Dagmar grimaçait de sa plus belle dentition, replongeant au plus profond de ses esgourdes profondes se coulant avec la voix de Nina. En revanche, Joël paru très intéressé par ce nouvel art démonstratif.
-                     Nous savons donner de notre personne et nous connaissons déjà les cachots ! « On s’est retrouvé en prison parce que le gouvernement russe est devenu fou. Il est tombé dans la xénophobie et l’obscurantisme. Il a violé les droits de l’homme et des libertés afin de voler tranquillement les pétrodollars du peuple. Les vrais extrémistes ce n’est pas nous mais eux. L’artiste a pour mission de s’opposer. S’en prendre à la police, c’est attaquer leur toute puissance. En Russie, la population a trop peur de l’autorité ».
Joël hochait la tête à toutes ces affirmations soutenues par les photos des happenings du groupe. Les deux hommes fraternisèrent et échangèrent un cri de ralliement prochain.

Arrivés à Berlin, sa seconde peau qu’elle connaissait comme les moindres recoins de son string en cuir, Dagmar sema Joël avec complaisance. Il planait déjà au-dessus de la Baal-Babylone européenne un soupçon de vent brûlant qui vous retournait les sens. Joël imagina le jeune Einstein voguant toutes voiles dehors à bord de son frêle voilier vers sa théorie de la relativité. L’Alex[3], si cher à Alfred Döblin le médecin écrivain dans la verve d’un Céline, sema sa zone dans l’esprit en vadrouille de Joël. Le message de Dagmar qu’il reçut en écho finit par l’achever.

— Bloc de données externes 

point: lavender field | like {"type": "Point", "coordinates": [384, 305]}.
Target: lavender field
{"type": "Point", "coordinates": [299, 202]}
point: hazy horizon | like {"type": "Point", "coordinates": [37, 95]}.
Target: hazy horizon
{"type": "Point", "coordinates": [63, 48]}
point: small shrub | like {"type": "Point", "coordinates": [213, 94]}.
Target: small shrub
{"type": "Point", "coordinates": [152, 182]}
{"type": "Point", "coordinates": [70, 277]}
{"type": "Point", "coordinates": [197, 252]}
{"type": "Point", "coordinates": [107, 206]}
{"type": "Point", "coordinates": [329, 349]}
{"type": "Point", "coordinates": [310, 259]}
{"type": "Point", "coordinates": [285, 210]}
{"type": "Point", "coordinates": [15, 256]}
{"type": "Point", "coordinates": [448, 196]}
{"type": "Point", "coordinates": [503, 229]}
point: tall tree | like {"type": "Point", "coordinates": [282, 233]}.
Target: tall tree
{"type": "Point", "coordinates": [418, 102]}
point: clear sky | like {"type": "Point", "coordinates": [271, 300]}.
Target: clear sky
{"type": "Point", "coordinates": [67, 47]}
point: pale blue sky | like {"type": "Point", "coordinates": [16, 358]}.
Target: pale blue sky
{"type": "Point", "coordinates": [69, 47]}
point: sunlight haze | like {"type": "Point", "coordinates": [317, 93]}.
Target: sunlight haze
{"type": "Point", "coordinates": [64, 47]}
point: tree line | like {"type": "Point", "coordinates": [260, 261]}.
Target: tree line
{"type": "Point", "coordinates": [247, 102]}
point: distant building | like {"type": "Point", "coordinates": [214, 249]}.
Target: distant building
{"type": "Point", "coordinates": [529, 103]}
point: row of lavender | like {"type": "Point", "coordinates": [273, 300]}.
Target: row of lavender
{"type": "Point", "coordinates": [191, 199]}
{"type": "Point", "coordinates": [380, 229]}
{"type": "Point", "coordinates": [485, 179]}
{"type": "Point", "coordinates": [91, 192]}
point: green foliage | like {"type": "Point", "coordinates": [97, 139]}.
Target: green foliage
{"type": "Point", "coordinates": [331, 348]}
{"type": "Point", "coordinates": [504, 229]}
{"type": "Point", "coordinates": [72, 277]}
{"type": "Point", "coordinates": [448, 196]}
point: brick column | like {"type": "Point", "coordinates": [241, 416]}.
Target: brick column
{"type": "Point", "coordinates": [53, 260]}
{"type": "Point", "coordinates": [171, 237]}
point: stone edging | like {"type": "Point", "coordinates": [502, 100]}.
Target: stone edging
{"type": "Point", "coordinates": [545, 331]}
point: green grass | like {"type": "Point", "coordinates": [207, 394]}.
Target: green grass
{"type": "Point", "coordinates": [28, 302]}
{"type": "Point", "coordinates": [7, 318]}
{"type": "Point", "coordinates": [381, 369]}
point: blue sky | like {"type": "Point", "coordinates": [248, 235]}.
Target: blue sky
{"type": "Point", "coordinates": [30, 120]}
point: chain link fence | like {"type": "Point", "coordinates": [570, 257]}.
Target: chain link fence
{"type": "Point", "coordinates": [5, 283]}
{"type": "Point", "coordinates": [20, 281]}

-         Mon papi chéri, on se retrouve dans trois jours. J’ai un besoin express de décompresser et baiser. Je te recontacterai.
A Barcelone, un autre homme nageait dans la mélasse. Nils avait encore une piste à creuser, la dernière pour retrouver Léa saine et sauve !








[2] Services secrets russes
[3] La Place Alexanderplatz symbolisait le centre-ville lors de l’épopée de l’Allemagne de l’Est et était aussi la gare de transit pour les touristes en goguette avant la chute du Mur. Elle donna le titre du fameux roman  « Berlin Alexanderplatz » de Döblin qui fut  adapté au cinéma avec maestro par Rainer Werner Fassbinder.